Washington DC — The big unknown when someone donates a kidney: The long-term health consequences.

Now the U.S. is taking a step toward finally tracking how living donors fare over decades — just as candidates are getting some new cautions to consider.

Specialists insist the surgery seldom brings serious complications for the donor.

What happens later in life is less certain.

British researchers reported Monday that living kidney donors are more likely to develop later kidney failure than non-donors — and female donors may experience a pregnancy complication, problematic high blood pressure.

Overall, the chances of trouble still are pretty low, according to the analysis of international donor studies published in Annals of Internal Medicine.

But there hasn’t been enough research to advise donor candidates — especially younger ones — about who’s really most at risk and if there are protective steps they could take.
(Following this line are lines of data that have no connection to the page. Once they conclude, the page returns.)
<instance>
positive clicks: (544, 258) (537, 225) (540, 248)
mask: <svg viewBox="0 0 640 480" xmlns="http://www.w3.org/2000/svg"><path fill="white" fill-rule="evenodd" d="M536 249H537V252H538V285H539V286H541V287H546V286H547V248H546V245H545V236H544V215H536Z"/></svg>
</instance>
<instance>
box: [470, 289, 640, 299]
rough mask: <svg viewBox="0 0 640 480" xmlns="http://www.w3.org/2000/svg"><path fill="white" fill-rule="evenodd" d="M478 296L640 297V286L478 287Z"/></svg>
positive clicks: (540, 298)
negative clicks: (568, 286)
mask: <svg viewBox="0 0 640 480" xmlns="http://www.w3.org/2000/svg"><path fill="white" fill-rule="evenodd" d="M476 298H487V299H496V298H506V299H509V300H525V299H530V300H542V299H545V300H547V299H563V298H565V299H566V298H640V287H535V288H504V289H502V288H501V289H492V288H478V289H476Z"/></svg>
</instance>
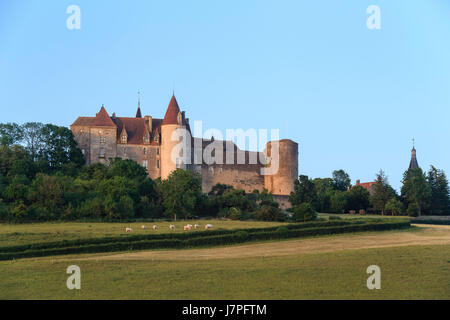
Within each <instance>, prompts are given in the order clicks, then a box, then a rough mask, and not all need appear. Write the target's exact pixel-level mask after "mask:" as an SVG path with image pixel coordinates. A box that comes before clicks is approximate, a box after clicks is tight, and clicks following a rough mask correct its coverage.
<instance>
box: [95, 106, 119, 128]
mask: <svg viewBox="0 0 450 320" xmlns="http://www.w3.org/2000/svg"><path fill="white" fill-rule="evenodd" d="M92 126H95V127H115V126H116V125H115V124H114V122H113V121H112V120H111V118H110V117H109V115H108V112H106V109H105V107H104V106H102V107H101V109H100V111H99V112H98V113H97V114H96V116H95V118H94V121H92Z"/></svg>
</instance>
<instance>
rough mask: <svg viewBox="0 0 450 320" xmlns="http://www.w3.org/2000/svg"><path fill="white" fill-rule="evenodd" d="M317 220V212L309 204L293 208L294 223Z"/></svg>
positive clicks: (298, 205)
mask: <svg viewBox="0 0 450 320" xmlns="http://www.w3.org/2000/svg"><path fill="white" fill-rule="evenodd" d="M316 218H317V212H316V210H314V208H313V206H312V205H311V204H310V203H306V202H305V203H302V204H300V205H298V206H295V207H294V220H295V221H304V222H306V221H311V220H315V219H316Z"/></svg>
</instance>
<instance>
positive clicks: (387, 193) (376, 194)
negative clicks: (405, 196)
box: [370, 170, 395, 215]
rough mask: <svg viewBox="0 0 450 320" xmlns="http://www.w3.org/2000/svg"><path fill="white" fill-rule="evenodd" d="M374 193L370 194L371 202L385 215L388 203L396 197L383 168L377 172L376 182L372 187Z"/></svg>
mask: <svg viewBox="0 0 450 320" xmlns="http://www.w3.org/2000/svg"><path fill="white" fill-rule="evenodd" d="M372 190H373V193H372V195H371V196H370V202H371V203H372V206H373V208H374V209H375V210H377V211H381V214H382V215H384V211H385V209H386V204H387V203H388V201H389V200H390V199H392V198H393V197H395V190H394V189H393V188H392V187H391V186H390V185H389V181H388V178H387V176H386V174H385V173H384V172H383V170H380V172H379V173H378V174H377V180H376V183H375V184H374V185H373V187H372Z"/></svg>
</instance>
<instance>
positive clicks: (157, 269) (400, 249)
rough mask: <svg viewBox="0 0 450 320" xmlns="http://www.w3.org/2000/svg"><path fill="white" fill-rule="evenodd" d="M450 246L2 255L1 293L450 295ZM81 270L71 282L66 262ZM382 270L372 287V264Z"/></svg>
mask: <svg viewBox="0 0 450 320" xmlns="http://www.w3.org/2000/svg"><path fill="white" fill-rule="evenodd" d="M449 251H450V246H449V245H444V246H411V247H402V248H384V249H363V250H355V251H341V252H333V253H318V254H302V255H287V256H270V257H253V258H230V259H212V260H203V261H201V263H199V261H196V260H192V261H186V260H183V261H177V260H166V261H164V260H155V261H152V260H142V261H128V260H117V261H114V260H113V261H95V260H93V261H70V260H66V261H63V260H54V261H53V260H51V259H37V260H21V261H13V262H1V263H0V274H1V275H2V276H1V278H0V287H1V288H2V290H1V291H0V299H450V260H449V259H450V257H449ZM72 263H75V264H77V265H79V266H80V268H81V272H82V276H81V277H82V278H81V279H82V280H81V282H82V284H81V286H82V288H81V290H75V291H70V290H68V289H67V288H66V279H67V275H66V273H65V270H66V268H67V266H69V265H70V264H72ZM371 264H376V265H378V266H380V268H381V272H382V278H381V279H382V280H381V281H382V282H381V286H382V287H381V290H368V289H367V287H366V279H367V277H368V275H367V274H366V268H367V267H368V266H369V265H371Z"/></svg>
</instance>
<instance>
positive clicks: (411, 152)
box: [409, 148, 419, 169]
mask: <svg viewBox="0 0 450 320" xmlns="http://www.w3.org/2000/svg"><path fill="white" fill-rule="evenodd" d="M417 168H419V163H418V162H417V157H416V149H415V148H413V149H412V150H411V161H410V162H409V169H417Z"/></svg>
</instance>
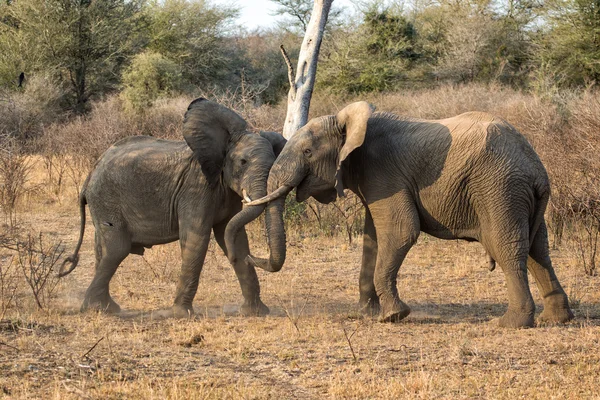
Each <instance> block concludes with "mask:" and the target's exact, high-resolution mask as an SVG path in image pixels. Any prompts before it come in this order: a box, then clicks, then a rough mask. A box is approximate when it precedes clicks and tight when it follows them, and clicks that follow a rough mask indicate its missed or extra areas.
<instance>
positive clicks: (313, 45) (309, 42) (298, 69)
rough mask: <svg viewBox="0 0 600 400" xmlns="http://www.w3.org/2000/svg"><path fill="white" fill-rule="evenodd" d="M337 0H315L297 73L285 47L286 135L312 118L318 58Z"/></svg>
mask: <svg viewBox="0 0 600 400" xmlns="http://www.w3.org/2000/svg"><path fill="white" fill-rule="evenodd" d="M331 3H333V0H315V2H314V5H313V11H312V14H311V16H310V21H309V22H308V26H307V27H306V33H305V34H304V40H303V41H302V47H301V48H300V55H299V56H298V67H297V68H296V75H295V76H294V70H293V68H292V64H291V62H290V60H289V58H288V56H287V54H286V53H285V49H284V48H283V46H282V47H281V51H282V53H283V56H284V58H285V60H286V63H287V65H288V70H289V79H290V91H289V93H288V107H287V115H286V117H285V124H284V126H283V137H285V138H286V139H288V140H289V139H290V138H291V137H292V135H293V134H294V133H295V132H296V131H297V130H298V129H299V128H301V127H302V126H304V125H305V124H306V122H307V121H308V109H309V107H310V98H311V97H312V91H313V87H314V85H315V77H316V75H317V61H318V58H319V49H320V48H321V40H322V39H323V32H324V30H325V24H326V23H327V17H328V16H329V10H330V9H331Z"/></svg>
“For those of us who counsel potential donors, there is reason for pessimism that we will soon be able to estimate individual risk with any precision,” Drs. Peter Reese of the University of Pennsylvania and Emilio Poggio of the Cleveland Clinic wrote in an accompanying editorial.

Until there’s better information, it might be safer to accept donations from middle-aged donors than younger ones, the duo proposed.

For example, the best studies of how the remaining kidney functions have tracked donors for eight to 15 years, which “should not be particularly reassuring when advising a 25-year-old donor,” they wrote.